4.4.2. The Threshold $\beta$ in AGPL

We vary the threshold value to be $\beta =\{0.4,0.5,0.6,0.7,0.8,0.9\}$, and the results are depicted in Figure 8b. One can observe that the performance is relatively stable when $\beta \in [0.5,0.8]$ and we choose a fixed value of $\beta =0.7$ throughout our experiments.

4.5. Failure Cases

Despite the effectiveness of WS-RCNN, WSIS is essentially a challenging task and the overall performance still has much room for improvement. Here we show several typical failure cases of WS-RCNN in Figure 9. Since our method is proposal-based, it relies much on the quality of proposals. If the proposal generator fails to cover the spatial extents of the true instance, our method will fail consequently (see Figure 9a). Another typical failure case is that if there are a number of instances of a class with overlap among or close to each other, our method may pick up those large proposals which cover multiple instances (see Figure 9b) or the small proposals which cover only a part of a instance (Figure 9c) (Notice that the desired proposals are present in (b) and (c).

5. Conclusions

In this paper, we have presented a simple, natural but surprisingly effective framework, termed as Weakly Supervised R-CNN (WS-RCNN), for weakly supervised instance segmentation (WSIS). The basic idea is to deploy a deep network to learn to score proposals under the particular setting of weak supervision. For this sake, a strategy called Attention-Guided Pseudo Labeling is proposed to address the key issue of proposal-level pseudo labeling.

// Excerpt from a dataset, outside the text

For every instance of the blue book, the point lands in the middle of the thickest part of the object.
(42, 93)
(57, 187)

And a so-called Entropic Open-Set Loss is introduced for model training to further improve the robustness. Comprehensive experiments on two well-known datasets, i.e., PASCAL VOC 2012 and Microsoft COCO 2014, have demonstrated that the proposed WS-RCNN can significantly outperform the state-of-the-art. Experiments have also been carried out to validate effectiveness of the key components and to study the impacts of some key parameters. In our future work, we will consider integrating a learning-based proposal network to replace the current heuristic proposal generator in WS-RCNN in order to alleviate its dependency on the quality of proposals. We will also explore how to further improve our approach in dealing with complex scenes (e.g., complex background, multiple or adjoining instances of the same class) since there is generally much room for improvement.